For production use, though, you'd likely want to consider implementing Cognito to facilitate authentication/authorisation for user access to Kibana - https://docs.aws.amazon.com/elasticsearch-service/latest/developerguide/fgac.html#fgac-walkthrough-iam

Connect to Kibana and do initial setup

  1. Once that new access policy has applied click on the Kibana link on the Elasticsearch Domain's Overview Tab
  2. Click "Explore on my own" in the Welcome page
  3. Click "Connect to your Elasticsearch index" under "Use Elasticsearch Data"
  4. Close the About index patterns box
  5. Click the Create Index Pattern button
  6. In the Index pattern name box enter fluent-bit* and click Next step
  7. Pick @timestamp from the dropbown box and click Create index pattern
  8. Then go back Home and click Discover

TODO: Walk through how to do a few basic things in Kibana with searching and dashboarding your logs.

Checking out Grafana and the out-of-the-box metrics dashboards

We have deployed an in-VPC private Network Load Balancer (NLB) to access your Grafana service to visualise the metrics from the Prometheus we've deployed onto the cluster.

To access this enter the following command get service grafana-nlb --namespace=kube-system to find the address of this under EXTERNAL-IP. Alternatively, you can find the Grafana NLB in the AWS EC2 console and get its address from there.

Once you go to that page the default login/password is admin/prom-operator.

There are some default dashboards that ship with this which you can see by going to Home on top. This will take you to a list view of the available dashboards. Some good ones to check out include:

  • Kubernetes / Compute Resources / Cluster
    • This gives you a whole cluster view
  • Kubernetes / Compute Resources / Namespace (Pods)
    • There is a namespace dropdown at the top and it'll show you the graphs including the consumption in that namespace broken down by Pod
  • Kubernetes / Compute Resources / Namespace (Workloads)
    • Similar to the Pod view but instead focuses on Deployment, StatefulSet and DaemonSet views

Within all of these dashboards you can click on names as links and it'll drill down to show you details relevant to that item.

Deploy some sample apps to explore our new Kubernetes environment and its features

TODO: Walk through deploying some apps that show off some of the cluster add-ons we've installed

Upgrading your cluster

Since we are explicit both with the EKS Control Plane version as well as the Managed Node Group AMI version upgrading these is simply incrementing these versions, saving cluster-bootstrap/cdk.json and then running a cdk deploy.

As per the EKS Upgrade Instructions you start by upgrading the control plane, then any required add-on versions and then the worker nodes.

Upgrade the control plane by changing eks_version in cluster-bootstrap/cdk.json.
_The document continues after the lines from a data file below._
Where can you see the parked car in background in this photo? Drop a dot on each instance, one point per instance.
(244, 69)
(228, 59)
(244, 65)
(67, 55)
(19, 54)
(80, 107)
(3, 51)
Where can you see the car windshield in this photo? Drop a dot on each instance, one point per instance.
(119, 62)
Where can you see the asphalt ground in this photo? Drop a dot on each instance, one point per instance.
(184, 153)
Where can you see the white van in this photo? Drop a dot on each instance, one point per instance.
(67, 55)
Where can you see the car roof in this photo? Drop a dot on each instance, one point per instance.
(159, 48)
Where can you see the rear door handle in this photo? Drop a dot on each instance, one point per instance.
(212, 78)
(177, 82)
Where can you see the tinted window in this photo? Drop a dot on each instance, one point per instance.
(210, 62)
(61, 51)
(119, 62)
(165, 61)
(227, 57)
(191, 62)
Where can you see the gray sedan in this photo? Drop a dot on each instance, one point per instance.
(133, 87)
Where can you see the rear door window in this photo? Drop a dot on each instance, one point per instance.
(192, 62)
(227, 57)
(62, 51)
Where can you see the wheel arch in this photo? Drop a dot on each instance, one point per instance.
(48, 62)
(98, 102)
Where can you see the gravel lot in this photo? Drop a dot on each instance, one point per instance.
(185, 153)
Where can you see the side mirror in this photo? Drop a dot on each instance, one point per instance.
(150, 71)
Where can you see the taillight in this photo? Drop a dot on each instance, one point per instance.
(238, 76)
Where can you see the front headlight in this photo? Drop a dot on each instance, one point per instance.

You can see what to put there by looking at the CDK documentation for KubernetesVersion. Then run cdk deploy - or let the CodeBuild GitOps provided in cluster-codebuild do it for you.

Upgrade the worker nodes by updating eks_node_ami_version in cluster-bootstrap/cdk.json with the new version. You find the version to type there in the EKS Documentation as shown here:

Upgrading an add-on

Each of our add-ons are deployed via Helm Charts and are explicit about the chart version being deployed. In the comment above each chart version we link to the GitHub repo for that chart where you can see what the current chart version is and can see what changes may have been rolled in since the one cited in the template.
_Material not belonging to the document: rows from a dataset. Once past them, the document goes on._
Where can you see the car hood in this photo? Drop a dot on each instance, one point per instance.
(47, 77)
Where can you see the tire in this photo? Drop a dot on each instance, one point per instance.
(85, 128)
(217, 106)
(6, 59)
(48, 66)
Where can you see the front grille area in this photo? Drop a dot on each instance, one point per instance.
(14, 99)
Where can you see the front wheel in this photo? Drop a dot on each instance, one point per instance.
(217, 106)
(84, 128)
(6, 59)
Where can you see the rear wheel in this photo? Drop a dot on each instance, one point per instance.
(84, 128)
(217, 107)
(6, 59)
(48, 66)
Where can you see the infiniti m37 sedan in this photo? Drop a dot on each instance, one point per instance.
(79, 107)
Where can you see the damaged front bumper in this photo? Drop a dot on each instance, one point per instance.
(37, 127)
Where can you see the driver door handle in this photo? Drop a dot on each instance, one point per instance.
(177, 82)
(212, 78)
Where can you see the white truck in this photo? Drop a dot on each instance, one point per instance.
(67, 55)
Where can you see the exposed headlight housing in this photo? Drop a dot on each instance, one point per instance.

To upgrade the chart version update the chart version to the upstream version you see there, save it and then do a cdk deploy.
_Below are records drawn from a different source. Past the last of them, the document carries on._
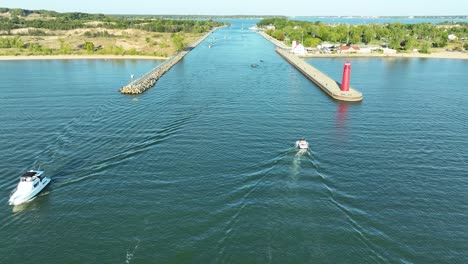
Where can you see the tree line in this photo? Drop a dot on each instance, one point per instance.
(67, 21)
(395, 35)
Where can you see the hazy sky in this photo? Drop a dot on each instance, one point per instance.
(251, 7)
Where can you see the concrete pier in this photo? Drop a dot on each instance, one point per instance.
(322, 80)
(148, 80)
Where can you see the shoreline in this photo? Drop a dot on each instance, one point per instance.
(81, 57)
(434, 55)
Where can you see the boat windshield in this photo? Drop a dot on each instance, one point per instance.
(29, 174)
NOTE: While we were thinking about parametising the chart versions within cluster-bootstrap/cdk.json, it is possible as the Chart versions change that the values you have to specify might also change. As such, we have not done so as a reminder that this change might require a bit of research and testing rather than just popping a new version number parameter in and expecting it'll work.